Income and employer support
Sustained access to food and money were imminent concerns for coinfected patients. Many were unemployed or unable to maintain a steady income source. Several women, especially, had been abandoned by their partners. Patients typically returned to live with parents, siblings or extended family as they lost the means to support themselves. They described having insufficient food to tolerate drug-regimens and insufficient funds for transport. Save for weekly DOTS1 collections, clinic appointments were generally farther away. Unable to afford bus fare, several patients panhandled or walked for hours to reach their clinic, despite physical debilitation.
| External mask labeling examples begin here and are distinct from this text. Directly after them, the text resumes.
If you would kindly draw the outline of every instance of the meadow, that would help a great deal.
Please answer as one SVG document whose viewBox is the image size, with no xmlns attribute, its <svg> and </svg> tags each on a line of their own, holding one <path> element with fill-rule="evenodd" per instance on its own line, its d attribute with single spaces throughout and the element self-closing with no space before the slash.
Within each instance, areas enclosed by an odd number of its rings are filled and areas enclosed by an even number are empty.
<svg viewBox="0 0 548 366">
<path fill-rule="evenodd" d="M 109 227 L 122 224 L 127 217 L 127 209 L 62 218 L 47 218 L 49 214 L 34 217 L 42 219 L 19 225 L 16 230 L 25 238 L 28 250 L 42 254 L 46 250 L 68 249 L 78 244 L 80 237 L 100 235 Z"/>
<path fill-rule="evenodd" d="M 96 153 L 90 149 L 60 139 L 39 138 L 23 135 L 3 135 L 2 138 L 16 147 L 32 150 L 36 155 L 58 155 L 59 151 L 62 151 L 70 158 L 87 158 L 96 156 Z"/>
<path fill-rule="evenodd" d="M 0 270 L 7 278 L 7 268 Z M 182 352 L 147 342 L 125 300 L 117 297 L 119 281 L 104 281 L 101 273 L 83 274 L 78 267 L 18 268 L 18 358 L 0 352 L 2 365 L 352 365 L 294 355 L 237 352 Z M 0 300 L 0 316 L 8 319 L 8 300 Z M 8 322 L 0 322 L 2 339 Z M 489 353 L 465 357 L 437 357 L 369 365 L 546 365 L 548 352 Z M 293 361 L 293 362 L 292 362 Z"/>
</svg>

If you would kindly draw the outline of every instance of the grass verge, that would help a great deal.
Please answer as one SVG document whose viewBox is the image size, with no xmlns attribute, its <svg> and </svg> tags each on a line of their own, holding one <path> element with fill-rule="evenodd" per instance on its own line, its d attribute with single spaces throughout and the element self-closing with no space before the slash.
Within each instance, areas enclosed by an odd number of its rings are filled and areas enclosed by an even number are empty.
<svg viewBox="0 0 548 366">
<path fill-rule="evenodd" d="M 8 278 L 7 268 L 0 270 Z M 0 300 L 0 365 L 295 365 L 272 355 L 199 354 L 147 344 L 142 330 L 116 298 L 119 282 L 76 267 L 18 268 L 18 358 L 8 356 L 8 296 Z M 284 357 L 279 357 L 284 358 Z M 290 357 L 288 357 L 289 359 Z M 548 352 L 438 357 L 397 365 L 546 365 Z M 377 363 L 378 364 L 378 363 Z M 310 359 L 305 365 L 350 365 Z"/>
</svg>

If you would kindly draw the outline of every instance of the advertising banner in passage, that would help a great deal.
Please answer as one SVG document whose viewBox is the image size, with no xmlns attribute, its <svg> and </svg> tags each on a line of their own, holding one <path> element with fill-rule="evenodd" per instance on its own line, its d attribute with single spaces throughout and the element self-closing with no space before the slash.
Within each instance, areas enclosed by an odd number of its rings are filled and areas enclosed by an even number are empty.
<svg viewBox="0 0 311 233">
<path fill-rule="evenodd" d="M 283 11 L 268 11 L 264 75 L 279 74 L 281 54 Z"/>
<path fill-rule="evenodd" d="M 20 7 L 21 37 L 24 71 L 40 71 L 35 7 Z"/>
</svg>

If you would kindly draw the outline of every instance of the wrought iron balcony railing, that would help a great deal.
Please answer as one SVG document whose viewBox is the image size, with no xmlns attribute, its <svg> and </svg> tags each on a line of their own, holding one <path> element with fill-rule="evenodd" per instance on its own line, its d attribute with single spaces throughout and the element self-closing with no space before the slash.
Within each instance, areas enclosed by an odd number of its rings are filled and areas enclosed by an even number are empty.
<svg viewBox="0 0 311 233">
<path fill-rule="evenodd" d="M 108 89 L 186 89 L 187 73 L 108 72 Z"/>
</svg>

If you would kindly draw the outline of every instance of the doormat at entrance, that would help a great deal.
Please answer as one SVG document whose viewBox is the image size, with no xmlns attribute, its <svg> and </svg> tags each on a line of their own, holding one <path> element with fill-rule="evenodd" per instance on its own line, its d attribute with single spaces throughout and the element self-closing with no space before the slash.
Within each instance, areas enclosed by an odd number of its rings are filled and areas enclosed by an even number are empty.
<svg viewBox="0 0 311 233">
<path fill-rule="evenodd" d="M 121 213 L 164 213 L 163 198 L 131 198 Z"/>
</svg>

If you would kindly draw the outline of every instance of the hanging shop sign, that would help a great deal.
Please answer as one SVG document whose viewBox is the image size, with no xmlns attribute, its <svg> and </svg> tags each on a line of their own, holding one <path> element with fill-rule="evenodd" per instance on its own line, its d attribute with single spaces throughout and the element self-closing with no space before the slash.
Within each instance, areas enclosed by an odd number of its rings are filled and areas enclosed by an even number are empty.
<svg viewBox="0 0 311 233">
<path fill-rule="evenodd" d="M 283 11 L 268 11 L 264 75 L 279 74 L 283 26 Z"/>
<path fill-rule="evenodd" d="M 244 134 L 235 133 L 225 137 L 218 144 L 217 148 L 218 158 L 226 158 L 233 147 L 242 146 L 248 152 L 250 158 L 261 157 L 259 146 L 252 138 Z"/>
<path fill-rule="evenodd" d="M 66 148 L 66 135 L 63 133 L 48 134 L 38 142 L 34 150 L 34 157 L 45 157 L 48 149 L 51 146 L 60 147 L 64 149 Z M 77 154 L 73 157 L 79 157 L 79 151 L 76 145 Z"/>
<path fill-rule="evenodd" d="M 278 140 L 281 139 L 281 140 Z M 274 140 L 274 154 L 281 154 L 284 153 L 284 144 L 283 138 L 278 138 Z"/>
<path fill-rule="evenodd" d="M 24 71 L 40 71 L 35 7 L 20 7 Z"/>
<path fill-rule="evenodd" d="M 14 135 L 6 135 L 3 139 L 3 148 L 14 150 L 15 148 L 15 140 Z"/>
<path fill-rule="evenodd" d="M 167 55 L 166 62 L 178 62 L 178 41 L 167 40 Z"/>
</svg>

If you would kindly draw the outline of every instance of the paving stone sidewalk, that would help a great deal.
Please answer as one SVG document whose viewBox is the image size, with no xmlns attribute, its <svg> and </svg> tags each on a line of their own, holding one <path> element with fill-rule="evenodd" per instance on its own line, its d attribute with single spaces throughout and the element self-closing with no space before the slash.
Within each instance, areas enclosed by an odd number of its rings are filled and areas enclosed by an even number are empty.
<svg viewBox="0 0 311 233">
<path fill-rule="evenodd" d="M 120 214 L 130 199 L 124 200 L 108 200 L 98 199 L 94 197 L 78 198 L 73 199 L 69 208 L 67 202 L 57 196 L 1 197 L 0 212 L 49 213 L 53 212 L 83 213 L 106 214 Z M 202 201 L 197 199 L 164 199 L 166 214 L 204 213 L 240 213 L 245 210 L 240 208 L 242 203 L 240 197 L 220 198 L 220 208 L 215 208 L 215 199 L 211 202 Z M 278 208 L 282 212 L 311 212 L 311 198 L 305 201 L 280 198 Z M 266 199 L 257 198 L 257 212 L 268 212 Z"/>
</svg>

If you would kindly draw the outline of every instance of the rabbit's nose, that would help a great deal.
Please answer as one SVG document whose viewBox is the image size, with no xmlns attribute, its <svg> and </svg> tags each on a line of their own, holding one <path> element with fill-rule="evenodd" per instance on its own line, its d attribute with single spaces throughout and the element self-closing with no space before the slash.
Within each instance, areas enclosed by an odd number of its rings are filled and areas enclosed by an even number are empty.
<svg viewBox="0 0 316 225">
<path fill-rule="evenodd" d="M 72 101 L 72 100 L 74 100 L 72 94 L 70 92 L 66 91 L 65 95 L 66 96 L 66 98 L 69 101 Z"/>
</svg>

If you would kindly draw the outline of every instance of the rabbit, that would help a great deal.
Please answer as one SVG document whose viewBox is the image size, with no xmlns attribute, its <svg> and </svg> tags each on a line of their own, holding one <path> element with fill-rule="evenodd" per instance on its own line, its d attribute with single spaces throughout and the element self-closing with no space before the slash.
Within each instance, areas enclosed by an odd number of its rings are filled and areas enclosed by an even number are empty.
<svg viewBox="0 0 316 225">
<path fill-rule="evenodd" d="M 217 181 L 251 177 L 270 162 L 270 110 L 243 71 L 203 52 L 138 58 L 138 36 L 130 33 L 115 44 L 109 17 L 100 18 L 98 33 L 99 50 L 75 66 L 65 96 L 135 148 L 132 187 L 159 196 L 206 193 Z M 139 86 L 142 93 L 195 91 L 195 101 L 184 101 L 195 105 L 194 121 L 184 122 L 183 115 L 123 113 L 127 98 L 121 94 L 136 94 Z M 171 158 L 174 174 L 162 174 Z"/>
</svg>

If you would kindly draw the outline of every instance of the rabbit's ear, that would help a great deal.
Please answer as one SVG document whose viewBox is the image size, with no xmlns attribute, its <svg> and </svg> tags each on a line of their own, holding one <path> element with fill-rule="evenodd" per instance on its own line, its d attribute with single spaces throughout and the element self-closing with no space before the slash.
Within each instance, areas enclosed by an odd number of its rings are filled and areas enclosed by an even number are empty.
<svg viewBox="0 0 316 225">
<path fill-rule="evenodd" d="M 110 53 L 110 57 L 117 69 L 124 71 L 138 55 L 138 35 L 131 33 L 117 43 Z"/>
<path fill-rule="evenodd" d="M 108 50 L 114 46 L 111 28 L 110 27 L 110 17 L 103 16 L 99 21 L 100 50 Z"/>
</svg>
Patients employed prior to being diagnosed temporarily stopped work to access medical care. They enjoyed varying degrees of employer support. Those who were formally employed received some sick leave after disclosing they had TB. Compensation was provided during the early intensive phase of chemotherapy, and 2 patients received work-based DOTS. However, the situation was markedly different for the majority of patients engaged in informal or part-time work who had limited recourse to formal compensation or leave of absence. Several women working in temporary jobs were denied time off and then let go after TB diagnosis, against fear of their infectiousness. Patients believed it was due to an implicit (stigmatizing) association with HIV. They did not generally share their HIV illness at work.
Several patients were primary caregivers to their families. They stressed about the added difficulty of accessing sufficient resources for their dependents. Disparate gender roles and expectations were apparent. Men were considered financial providers, and shared the support of a spouse, mother or neighbor when looking after children. Women, in contrast, provided direct caregiving and financial support. They were expected to help with domestic chores, fend for older relatives, younger siblings, their own children and those of deceased relatives. They more intently described setting aside their illness to continue working for their family’s wellbeing.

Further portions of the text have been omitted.